If your surgeon says to you “I don’t know what’s wrong with you; let me try some surgery and we’ll see how you feel afterwards,” — don’t let him get near you with a scalpel!  

So, what do you think? Do you agree that using a stethoscope to diagnose your sales organization is the right first step to improving your sales team? Or would you go for the scalpel first and hope the training works?  

Setting Objectives

Monday, July 6th, 2009

Posted by Jim Lee on Monday, July 6, 2009 @ 9:45 a.m.
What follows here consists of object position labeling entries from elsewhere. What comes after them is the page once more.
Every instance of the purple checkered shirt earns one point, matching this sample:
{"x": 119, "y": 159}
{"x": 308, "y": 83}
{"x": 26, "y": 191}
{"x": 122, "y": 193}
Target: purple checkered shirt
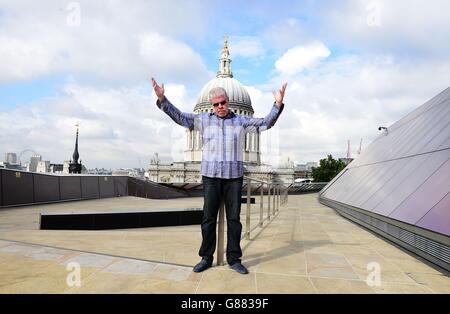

You would think that setting sales objectives for the year would be simple. After all, how much sales experience or expertise does it take to know what has to be done the next 12 months, especially since our objectives and sales quotas are frequently assigned to us by our managers?

 

However, my experience is that the opposite is true. Maybe it’s a fear of raising the bar too high. Maybe we’re afraid if our managers knew just how low we want the bar set it would cost us credibility. Or maybe we’ve never realized just how useful the exercise can be to managing our business.

 

The primary purpose of setting sales objectives is to provide a performance yardstick and roadmap. Properly set objectives allow us to continuously gauge whether we’re on the right track and targeting all our efforts in the right direction. They should help us prioritize our time and energy each and every day.

 

The trick, of course, is to ensure we’re measuring the right aspects of our business. We must ensure that we’re being held responsible (or at least accountable) for only those activities that lead to the accomplishment of our goals. Here is an easy acronym to remember to keep your goal-setting on track. Objectives should be:

 

Specific. An objective that is vague (e.g. I want to develop a better working relationship with the buyer at my biggest account) might appear to be easier to achieve, but it is also almost impossible to quantify. How will you measure it? How will you be able to say with any certainty that it’s been accomplished? Instead, a more specific objective might be, “I want to be the vendor chosen to lead the category business review.”

 

Measureable. An important element of specificity is measurability. It not only allows you to determine whether you were successful at the end of the year, but just as importantly allows you to track results during the course of the year. If you’ve just closed the books on the first quarter, you need to be able to tell whether you’re at least close to 25% of the way to success. For example, an objective that only says you want to grow the business at your biggest customer is difficult to measure. To decide to grow the business by 10% vs. the previous year at your biggest customer allows you to know exactly where you stand at any time.

 

Achievable. Setting an audacious goal might be laudable, but it might also set you up to fail. You’re probably not going to double your business with your biggest customer in tough economic times. On the other hand, a 5% increase might be just enough to keep you properly challenged.

 

Consistent. You wouldn’t want to set an objective to grow your widget business if the rest of your company is focused on gadgets. Or, if the strength of your multi-faceted business is clothing, that’s where you want to focus the majority of your time and effort. All your objectives should align with your ultimate goals and strengths.

 

Objectives should be SMACSpecific, Measurable, Achievable, Consistent. This will improve the odds of your and your organization’s success.